Owens Can't Do Everything
September 30, 2003 at 12:00 AM
By Matt Faust
After years of analyzing and trying to figure out Terrell Owens, it seems Budweiser gives us the best perspective on the receiver.
In a recent commercial, a reporter asks a football player in the locker room about the team's recent loss. Leon, the player interviewed, responds, "This is a team game, and I have to put the loss squarely on the shoulders of my supporting cast."
The reporter then asks, "You don't think those four fumbles played a part in the loss?"
Leon responds, "Not if one of those guys fell on the ball, once again, Leon can't do everything."
To 49er's fan's, this poke at selfish players seems all too familiar.
Owens, never a top candidate for teammate of the year, once again showed us why he is not the best receiver in the league. He dropped passes, annoyed teammates and embarrassed his coaching staff. Worst of all, Owens had a front row seat to Randy Moss' dismantling of the 49ers defense.
How did Owens respond? He put the loss squarely on the shoulders of his supporting class. Typical Owens.
While it was the offensive line that took the brunt of the criticism last week, the entire team, including starting quarterback Jeff Garcia, were Owens' targets this week. Granted, the team didn't play well and Garcia had an awful game - a 47.8 completion percentage, three interceptions and a 21.9 quarterback rating is not going to cut it. But saying that he is the only player that showed up and hinting at placing Tim Rattay as the starter, replacing the three-time pro-bowler? No.
I'll give Owens credit, he was dead on last week, the offensive line played horribly. However, singling them out publicly was uncalled for. That problem eventually seemed to blow over. No harm done. But Owens just couldn't stop there.
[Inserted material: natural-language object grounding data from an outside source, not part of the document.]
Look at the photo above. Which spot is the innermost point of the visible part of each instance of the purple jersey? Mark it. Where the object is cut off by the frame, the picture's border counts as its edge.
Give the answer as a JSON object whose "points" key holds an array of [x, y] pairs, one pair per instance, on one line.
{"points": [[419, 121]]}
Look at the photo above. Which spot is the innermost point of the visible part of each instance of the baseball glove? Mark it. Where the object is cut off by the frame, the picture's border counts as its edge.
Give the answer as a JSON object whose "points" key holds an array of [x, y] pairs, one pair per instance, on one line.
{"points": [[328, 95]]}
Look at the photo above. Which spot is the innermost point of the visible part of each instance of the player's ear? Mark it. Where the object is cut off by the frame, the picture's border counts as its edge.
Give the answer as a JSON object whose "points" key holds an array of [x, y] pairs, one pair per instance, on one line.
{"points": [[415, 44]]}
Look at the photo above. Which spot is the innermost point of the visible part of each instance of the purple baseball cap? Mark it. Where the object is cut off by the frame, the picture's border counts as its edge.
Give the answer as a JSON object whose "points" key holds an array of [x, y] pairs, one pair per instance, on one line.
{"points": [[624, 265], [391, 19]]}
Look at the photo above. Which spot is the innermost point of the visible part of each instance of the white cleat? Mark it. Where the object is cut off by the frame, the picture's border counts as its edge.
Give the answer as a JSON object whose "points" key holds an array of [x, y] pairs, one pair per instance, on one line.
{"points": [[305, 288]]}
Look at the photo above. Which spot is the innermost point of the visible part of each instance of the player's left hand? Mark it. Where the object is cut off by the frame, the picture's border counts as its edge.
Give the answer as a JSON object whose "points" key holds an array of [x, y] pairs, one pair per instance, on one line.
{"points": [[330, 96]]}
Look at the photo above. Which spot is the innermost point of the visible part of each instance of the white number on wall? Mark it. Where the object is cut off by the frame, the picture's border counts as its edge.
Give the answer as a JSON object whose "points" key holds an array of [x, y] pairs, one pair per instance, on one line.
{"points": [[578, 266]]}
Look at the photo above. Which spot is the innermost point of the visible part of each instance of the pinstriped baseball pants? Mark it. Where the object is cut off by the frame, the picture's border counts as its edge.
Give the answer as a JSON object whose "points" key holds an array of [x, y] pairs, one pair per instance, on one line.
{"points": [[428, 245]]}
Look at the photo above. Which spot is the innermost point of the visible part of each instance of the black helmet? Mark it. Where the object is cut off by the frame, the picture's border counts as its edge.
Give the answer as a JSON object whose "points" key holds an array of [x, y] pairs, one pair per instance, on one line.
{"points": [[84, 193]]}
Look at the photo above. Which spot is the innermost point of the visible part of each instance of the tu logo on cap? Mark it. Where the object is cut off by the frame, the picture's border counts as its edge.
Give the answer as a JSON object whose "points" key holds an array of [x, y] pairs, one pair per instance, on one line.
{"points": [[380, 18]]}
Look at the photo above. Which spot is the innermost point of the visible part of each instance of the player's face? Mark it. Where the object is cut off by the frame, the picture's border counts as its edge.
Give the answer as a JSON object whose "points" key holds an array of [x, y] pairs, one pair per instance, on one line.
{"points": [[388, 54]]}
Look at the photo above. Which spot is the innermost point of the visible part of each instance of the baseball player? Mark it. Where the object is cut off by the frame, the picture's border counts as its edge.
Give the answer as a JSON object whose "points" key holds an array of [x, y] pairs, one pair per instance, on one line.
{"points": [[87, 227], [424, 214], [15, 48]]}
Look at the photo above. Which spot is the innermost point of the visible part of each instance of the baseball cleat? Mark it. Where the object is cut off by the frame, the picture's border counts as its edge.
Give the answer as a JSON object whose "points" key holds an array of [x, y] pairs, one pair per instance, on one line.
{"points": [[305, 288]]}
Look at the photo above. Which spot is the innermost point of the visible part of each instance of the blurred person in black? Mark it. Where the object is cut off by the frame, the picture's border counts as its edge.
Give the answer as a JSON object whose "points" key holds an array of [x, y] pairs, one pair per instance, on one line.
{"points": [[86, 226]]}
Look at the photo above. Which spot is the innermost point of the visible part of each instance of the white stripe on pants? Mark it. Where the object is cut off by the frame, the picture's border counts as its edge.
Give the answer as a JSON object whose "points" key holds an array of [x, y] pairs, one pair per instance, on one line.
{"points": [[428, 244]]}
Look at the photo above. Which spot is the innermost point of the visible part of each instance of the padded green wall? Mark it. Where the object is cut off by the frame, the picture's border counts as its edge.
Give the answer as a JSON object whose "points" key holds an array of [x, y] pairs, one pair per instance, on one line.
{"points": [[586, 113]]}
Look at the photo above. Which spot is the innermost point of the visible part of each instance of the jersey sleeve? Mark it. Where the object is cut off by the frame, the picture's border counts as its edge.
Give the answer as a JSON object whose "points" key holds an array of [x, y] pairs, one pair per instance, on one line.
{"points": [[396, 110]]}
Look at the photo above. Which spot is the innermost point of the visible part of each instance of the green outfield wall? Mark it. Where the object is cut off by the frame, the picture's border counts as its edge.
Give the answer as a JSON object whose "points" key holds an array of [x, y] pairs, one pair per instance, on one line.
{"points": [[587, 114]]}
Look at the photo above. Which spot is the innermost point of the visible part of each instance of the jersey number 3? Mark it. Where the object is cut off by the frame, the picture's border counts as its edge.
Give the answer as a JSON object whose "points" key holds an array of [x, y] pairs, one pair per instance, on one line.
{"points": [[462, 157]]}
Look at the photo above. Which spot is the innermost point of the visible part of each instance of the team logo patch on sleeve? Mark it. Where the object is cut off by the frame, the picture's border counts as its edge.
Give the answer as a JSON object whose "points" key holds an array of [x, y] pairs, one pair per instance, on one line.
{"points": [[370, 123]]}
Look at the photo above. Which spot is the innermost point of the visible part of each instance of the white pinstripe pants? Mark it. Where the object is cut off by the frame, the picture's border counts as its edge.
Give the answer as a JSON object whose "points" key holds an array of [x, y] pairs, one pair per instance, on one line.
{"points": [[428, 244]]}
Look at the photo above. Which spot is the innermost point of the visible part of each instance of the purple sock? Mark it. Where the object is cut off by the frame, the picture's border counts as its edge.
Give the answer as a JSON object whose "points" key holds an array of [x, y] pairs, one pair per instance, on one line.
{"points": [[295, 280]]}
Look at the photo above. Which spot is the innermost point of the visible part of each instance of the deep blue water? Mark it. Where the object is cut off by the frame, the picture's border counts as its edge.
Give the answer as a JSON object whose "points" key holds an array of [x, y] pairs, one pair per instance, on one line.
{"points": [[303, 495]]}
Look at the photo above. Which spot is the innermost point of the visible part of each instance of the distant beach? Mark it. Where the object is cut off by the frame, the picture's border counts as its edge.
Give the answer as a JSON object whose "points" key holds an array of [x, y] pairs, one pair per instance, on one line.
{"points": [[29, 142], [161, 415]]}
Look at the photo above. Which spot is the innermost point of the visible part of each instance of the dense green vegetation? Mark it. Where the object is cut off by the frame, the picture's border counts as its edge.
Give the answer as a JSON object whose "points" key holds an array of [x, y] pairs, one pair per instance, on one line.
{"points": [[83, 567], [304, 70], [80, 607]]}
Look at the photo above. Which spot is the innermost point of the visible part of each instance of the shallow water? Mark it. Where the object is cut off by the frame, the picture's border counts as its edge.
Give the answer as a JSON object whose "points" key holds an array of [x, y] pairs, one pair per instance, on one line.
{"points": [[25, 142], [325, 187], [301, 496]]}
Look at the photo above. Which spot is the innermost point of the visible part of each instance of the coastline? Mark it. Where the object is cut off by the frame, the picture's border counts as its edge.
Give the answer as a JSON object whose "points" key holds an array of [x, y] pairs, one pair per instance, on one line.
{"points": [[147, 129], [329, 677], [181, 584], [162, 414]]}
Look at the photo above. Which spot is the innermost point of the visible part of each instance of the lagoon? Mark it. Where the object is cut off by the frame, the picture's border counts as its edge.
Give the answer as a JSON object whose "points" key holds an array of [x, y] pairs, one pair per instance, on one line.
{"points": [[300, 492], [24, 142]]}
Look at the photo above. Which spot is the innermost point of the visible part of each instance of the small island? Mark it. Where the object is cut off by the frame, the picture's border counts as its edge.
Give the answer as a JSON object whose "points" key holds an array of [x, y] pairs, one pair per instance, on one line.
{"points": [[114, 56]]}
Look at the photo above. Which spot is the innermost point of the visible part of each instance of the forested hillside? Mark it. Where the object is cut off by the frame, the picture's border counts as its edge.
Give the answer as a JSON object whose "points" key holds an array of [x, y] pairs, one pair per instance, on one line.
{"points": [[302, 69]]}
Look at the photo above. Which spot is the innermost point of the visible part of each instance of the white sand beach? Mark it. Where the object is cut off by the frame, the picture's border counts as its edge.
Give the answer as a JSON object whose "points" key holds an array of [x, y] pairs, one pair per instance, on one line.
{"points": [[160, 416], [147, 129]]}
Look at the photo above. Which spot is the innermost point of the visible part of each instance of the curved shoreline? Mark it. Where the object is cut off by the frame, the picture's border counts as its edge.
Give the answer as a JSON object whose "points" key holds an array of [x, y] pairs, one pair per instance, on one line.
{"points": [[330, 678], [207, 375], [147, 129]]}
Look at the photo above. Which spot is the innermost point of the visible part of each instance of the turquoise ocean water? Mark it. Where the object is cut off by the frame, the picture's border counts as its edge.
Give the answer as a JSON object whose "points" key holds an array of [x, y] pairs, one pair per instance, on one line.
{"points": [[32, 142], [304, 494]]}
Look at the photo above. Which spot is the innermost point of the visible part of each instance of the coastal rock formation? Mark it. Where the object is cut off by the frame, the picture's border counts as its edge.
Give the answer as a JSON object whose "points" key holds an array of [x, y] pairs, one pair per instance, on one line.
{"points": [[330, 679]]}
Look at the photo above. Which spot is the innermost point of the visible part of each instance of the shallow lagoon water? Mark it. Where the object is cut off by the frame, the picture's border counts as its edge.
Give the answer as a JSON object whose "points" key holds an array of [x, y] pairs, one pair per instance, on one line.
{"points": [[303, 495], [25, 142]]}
This week Owens decided to go after the coaching staff and team leader, Jeff Garcia. Garcia already came into the game with a sore groin, and the offensive line did nothing to help their injured quarterback. Garcia hit the turf on almost all of the passing plays. He had less than two seconds to throw the ball before he was swarmed by the Viking defense. How can you possibly formulate any kind of offensive game plan when the starting quarterback is under such duress?
But with such an injured and inexperienced offensive line, this was expected. Rookie first round pick Kwame Harris looked the worst of the group, beaten on numerous pass plays. But keep in mind, Harris wasn't drafted to play this season. The 49ers knew he was raw, and he needed a year to study under Derrick Deese before he could contribute. But the rest of the offensive line has little excuse except for lack of experience. If the 49ers are going to have any success offensively, the line needs to return to full health or else this sinking ship doesn't have much time left.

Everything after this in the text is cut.